No me considero un académico, a pesar de mi formación profesional, pero mis estudios superiores me han servido como instrumento para interpretar con mayor propiedad las experiencias del mundo en que me ha tocado vivir.

Al tratar temas económicos para mí pesan más las vivencias de la economía real, donde se producen los bienes que consumimos, donde el dinero se cuenta y no se multiplica por obra y gracia de ciertas operaciones propias de segmentos del mercado financiero.

De ahí que pido excusas de antemano por cualquier sacrilegio que pueda cometer contra el Evangelio Económico mundial y sus recetas para paliar las crisis del sistema, sobre todo cuando me refiero a un país con las características sociopolíticas y económicas como el nuestro.

Me atrevo a decir sin ambages que prefiero el crecimiento y el empleo a la inflación, siempre y cuando ese crecimiento se convierta en desarrollo sostenible con menos desigualdad y pobreza.

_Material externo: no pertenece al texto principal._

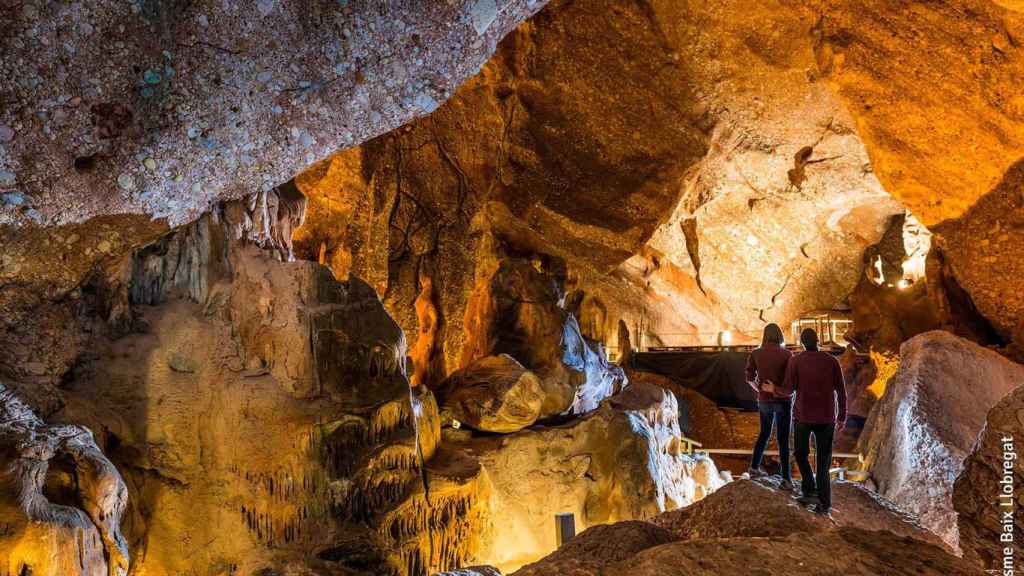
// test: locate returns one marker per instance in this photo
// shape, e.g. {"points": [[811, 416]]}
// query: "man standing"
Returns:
{"points": [[817, 378]]}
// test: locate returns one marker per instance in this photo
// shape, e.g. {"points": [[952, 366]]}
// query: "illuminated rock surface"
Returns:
{"points": [[496, 394], [116, 108], [602, 177], [992, 465], [62, 499], [748, 522], [924, 427], [621, 461]]}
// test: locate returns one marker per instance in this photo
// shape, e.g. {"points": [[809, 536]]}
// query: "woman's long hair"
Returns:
{"points": [[772, 335]]}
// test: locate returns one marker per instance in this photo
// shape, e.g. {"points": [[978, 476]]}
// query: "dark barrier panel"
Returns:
{"points": [[718, 374]]}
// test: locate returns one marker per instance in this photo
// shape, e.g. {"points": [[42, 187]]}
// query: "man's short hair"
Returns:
{"points": [[809, 338]]}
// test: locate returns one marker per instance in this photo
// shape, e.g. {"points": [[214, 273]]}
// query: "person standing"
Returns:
{"points": [[766, 373], [819, 410]]}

Contraer la economía en un país como el nuestro es fomentar el hambre, el caos social y la delincuencia. Es cierto que muchos ciudadanos, en vez de caer en esas malas prácticas, se la buscan en el terreno de la informalidad económica y sirven de freno al deterioro. ¡Bravo por ellos!

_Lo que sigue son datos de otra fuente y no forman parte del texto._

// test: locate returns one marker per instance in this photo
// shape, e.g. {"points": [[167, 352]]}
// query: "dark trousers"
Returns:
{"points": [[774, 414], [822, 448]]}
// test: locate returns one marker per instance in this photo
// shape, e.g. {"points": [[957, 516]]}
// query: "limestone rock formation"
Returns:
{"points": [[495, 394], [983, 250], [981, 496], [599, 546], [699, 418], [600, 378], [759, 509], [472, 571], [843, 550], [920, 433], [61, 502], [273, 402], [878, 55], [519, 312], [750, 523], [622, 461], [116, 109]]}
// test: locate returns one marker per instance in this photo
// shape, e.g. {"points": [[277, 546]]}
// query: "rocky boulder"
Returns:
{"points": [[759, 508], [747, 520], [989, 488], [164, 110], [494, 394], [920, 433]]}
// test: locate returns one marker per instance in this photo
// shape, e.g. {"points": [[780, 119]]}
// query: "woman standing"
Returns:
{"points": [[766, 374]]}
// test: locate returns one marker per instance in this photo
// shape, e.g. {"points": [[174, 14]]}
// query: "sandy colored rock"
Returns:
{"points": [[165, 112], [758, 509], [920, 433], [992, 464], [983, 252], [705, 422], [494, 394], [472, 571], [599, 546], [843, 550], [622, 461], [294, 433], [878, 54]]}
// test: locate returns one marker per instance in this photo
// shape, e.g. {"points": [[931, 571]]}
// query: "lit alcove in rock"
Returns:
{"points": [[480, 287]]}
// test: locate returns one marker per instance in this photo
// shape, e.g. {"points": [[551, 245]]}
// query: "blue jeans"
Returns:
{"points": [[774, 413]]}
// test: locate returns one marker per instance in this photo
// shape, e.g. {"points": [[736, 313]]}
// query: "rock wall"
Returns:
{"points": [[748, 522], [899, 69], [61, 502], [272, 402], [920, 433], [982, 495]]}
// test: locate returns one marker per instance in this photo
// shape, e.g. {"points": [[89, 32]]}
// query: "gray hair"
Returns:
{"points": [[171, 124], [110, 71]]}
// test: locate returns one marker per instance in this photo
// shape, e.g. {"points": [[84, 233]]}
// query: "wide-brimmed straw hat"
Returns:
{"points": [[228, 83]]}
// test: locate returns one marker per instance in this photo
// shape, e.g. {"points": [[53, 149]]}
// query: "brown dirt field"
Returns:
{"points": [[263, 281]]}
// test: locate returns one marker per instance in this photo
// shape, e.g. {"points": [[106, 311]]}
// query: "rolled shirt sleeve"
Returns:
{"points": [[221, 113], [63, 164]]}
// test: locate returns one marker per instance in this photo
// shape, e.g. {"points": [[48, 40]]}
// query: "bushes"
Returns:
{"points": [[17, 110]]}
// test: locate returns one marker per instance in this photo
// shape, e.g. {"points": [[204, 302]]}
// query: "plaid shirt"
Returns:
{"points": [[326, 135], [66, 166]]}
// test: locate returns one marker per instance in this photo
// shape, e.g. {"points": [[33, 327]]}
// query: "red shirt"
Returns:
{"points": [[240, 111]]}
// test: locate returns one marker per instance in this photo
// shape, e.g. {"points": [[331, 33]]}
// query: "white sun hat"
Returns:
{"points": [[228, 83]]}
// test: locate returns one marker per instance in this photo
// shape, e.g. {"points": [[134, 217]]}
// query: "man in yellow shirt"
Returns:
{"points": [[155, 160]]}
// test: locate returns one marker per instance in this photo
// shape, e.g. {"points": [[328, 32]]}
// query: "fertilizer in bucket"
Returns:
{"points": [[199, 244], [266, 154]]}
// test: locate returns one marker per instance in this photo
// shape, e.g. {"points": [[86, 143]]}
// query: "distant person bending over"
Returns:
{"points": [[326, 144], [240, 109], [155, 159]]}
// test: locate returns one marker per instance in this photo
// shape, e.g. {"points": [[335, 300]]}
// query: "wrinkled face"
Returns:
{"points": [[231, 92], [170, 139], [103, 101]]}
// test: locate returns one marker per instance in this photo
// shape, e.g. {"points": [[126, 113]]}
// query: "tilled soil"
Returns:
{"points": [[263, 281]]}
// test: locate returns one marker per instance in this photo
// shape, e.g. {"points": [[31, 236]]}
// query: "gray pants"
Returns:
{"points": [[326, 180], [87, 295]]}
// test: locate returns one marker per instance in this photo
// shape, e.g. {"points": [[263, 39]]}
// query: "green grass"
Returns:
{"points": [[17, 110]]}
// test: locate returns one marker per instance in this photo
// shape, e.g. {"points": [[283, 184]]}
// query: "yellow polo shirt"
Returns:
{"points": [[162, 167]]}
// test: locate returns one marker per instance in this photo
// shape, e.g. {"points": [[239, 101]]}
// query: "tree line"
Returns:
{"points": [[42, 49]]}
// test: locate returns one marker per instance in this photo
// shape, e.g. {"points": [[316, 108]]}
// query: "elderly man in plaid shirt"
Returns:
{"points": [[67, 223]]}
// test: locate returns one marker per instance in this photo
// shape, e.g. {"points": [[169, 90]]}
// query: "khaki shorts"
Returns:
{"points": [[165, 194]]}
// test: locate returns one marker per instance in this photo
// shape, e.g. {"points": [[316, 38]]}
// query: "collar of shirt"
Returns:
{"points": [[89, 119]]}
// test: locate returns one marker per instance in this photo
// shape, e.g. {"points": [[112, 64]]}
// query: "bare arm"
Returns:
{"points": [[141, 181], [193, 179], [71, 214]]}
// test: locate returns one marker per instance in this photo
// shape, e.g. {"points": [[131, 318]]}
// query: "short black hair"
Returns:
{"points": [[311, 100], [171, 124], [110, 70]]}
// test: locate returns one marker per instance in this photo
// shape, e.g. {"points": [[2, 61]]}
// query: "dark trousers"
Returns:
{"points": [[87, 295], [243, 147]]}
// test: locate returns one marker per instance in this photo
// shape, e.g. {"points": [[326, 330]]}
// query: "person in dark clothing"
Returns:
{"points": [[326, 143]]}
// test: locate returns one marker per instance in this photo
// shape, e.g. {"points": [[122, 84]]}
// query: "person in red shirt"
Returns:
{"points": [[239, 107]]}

Es cierto que la inflación es mucho más agresiva que los impuestos, más para los pobres que para los ricos. Pero las recetas economicistas que se han convertido en dogmas mundiales para combatirla tienen en letras pequeñas, para que nadie los lea, los efectos secundarios que he señalado anteriormente.

Además de combatir la inflación con restricciones monetarias, el gobierno se endeuda para cubrir subsidios e incentivos, muchos de ellos politiqueros, que no cumplen su cometido, que estimulan la corrupción y hacen más rica a una clase que tradicionalmente se alimenta del Estado y de las necesidades de la parte más vulnerable de nuestra población.

Mientras tanto brillan por su ausencia las reformas estructurales, que sí podrían enfrentar con propiedad los males atávicos de nuestra sociedad, paliar la crisis actual y prepararnos para lo que pueda venir en un futuro cercano.

Por demás, aumenta de manera irracional la nómina pública y los desatinos de una burocracia que en su mayoría no sabe adónde va, pero sí qué quiere.

Llueven las promesas y faltan las realizaciones.

La desesperanza crece justo en el momento en que la ciudadanía necesita confiar, creer en sus líderes y en su capacidad de conducir la nave de nuestro país en el mar lleno de peligros que atravesamos.

No nos podemos quedar con las brazos cruzados; debemos hacer un esfuerzo por lograr la rectificación de ese camino errado.

Los problemas de nuestro país rebasan la capacidad de cualquier ser humano, de un grupo o de un partido. Se requiere de la acción solidaria y consciente de la mayoría de nuestros conciudadanos que aspiran a vivir mejor.

Me apena que muchos de ellos pierdan su tiempo en discusiones bizantinas que nos dividen o en una apatía pesimista que nos deprime.

¡Despertemos ya, no hay tiempo que perder!